December 11 was a strange day.
In the death of our watchman’s baby (you can read about this in the post Red is the Colour of Pain, I had forgotten that it was my birthday. It was when I came back home exhausted physically and emotionally from the funeral, that I realised that my wife and daughter had actually planned something for me. It was a chocolate truffle cake (my wife knows that it’s one of my favourites), and they did something so creative that I was deeply moved. They each lit candles and stuck them one by one on the table around the cake, saying something for each candle that they loved me for.
It was a quiet time, made light and easy by my daughter’s fun-loving style and my wife’s good nature, but very personal and deep, and it started the healing process in its own way.
Almost two weeks from that time, on the way back from a week’s retreat in the mountains, I still didn’t have all the answers to what had happened. However, what I do have is the continuing conviction of God’s goodness and wisdom at work, and the knowledge that through all of this, the love of God will work something out far greater and better than what I can imagine for this family. For as Jeremiah 29:11 says, God’s plans for us are not to harm us but to prosper us, and to give us a reasonable hope for the future. And surely this is what He longs for for this dear family. One very positive thing that has arisen from this is a sort of awakening; questions of whether their HIV+ condition is responsible for this and whether this can be prevented in the future. Such questions coming without compulsion are important because they help people to make decisions towards significant change in their lives.
The dear doctors who have helped us so much with this family are going to visit in the coming days, and who knows what hope for the future may arise from this meeting. I am never going to be able to forget this family with the baby’s death falling on my birthday, and perhaps that’s how it should be. How terrible to forget those who become as close as family, as our own flesh, through circumstance and choice.
On the journey just over a week ago on our retreat to the mountains, I had had a long chat with the waiter serving us in the train coach we were in. He was from a Rajput background (in Indian culture, it’s the line of noblemen and warriors), and was struggling with doing the chores that his job required him to do. In our trains, a waiter’s job is rather more like a glorified janitor’s job. The working hours are terrible and they’re poorly paid. The railways outsources the catering jobs on the high end trains to private companies that hire semi-literate or literate men to work for long hours at low pay. They get no benefits for working for the railways that government railway employees do. Anyway, I spent at least a couple of hours chatting with him and hearing his story of how his village people criticise him for doing the menial jobs that he does on the train. Although it was hard to give him solutions, it was easy to encourage and appreciate what he is doing to support his family. It seemed to mean the world to him that someone would spend time to chat. I had had the honour to pray for him as well and ask God on his behalf to help him with his dreams and aspirations.

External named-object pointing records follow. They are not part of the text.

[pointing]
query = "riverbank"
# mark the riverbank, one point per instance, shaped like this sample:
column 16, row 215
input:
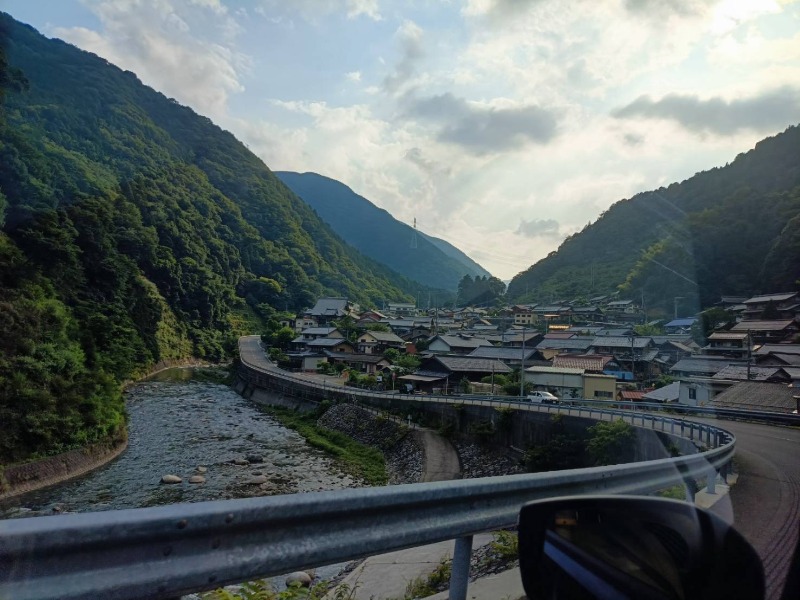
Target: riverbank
column 18, row 479
column 27, row 477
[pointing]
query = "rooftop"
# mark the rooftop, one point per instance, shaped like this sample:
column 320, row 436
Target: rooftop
column 753, row 395
column 762, row 325
column 770, row 297
column 467, row 363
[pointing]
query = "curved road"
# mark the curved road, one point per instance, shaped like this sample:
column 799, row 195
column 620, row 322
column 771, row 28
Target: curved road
column 765, row 500
column 766, row 497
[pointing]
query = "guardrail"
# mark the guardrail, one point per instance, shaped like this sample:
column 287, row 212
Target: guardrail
column 253, row 357
column 163, row 552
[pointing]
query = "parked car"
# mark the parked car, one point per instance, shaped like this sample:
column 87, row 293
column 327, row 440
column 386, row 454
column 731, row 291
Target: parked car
column 542, row 398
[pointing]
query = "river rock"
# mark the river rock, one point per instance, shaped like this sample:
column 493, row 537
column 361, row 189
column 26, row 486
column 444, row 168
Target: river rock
column 298, row 579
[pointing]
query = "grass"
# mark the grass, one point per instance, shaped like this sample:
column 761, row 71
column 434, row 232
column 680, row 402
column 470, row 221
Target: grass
column 422, row 587
column 358, row 460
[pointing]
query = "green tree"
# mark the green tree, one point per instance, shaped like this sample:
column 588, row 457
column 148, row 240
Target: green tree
column 611, row 443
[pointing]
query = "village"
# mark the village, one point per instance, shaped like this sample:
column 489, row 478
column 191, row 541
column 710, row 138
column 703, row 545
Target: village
column 750, row 359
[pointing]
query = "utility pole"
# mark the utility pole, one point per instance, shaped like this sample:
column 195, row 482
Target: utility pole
column 633, row 362
column 749, row 353
column 676, row 305
column 522, row 367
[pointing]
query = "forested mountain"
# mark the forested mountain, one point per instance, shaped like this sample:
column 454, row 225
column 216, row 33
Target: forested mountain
column 731, row 230
column 134, row 231
column 377, row 234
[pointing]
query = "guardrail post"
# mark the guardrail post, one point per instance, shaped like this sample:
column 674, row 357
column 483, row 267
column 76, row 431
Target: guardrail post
column 711, row 481
column 459, row 576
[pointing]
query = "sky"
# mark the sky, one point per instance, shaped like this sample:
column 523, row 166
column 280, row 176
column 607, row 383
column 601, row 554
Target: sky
column 502, row 126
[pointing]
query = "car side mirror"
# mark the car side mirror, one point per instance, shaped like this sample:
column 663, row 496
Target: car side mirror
column 633, row 547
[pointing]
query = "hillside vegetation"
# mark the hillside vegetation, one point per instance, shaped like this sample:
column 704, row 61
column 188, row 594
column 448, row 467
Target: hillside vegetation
column 731, row 230
column 377, row 234
column 134, row 231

Boarding the train on our return journey to Delhi I was able to find him in the same coach, and made some time to meet him when his duty eased off to chat and give him some books that I had packed for him.
As the two photos show, it’s hard to know which is the front end of the train. Life can sometimes be like that and very often people spend all their energy and time moving further and further into the past, living with regret and picking at wounds long scabbed over. However, God has healing in abundance held out to us if we would but receive it, and in the dealing with our fallen selves, He continues to hold out a future of hope in which there is no condemnation, no guilt or accusation, and in which He lavishes us with the love and trust that only a father can give. Christmas, for that reason, is so full of hope, because it’s the reminder of what Jesus came to do – to pay the price for the fallenness of this world so that anyone who wants may have what can be instead of what was.
And this is why I try to continue to hold out hope whenever I can to anyone I can.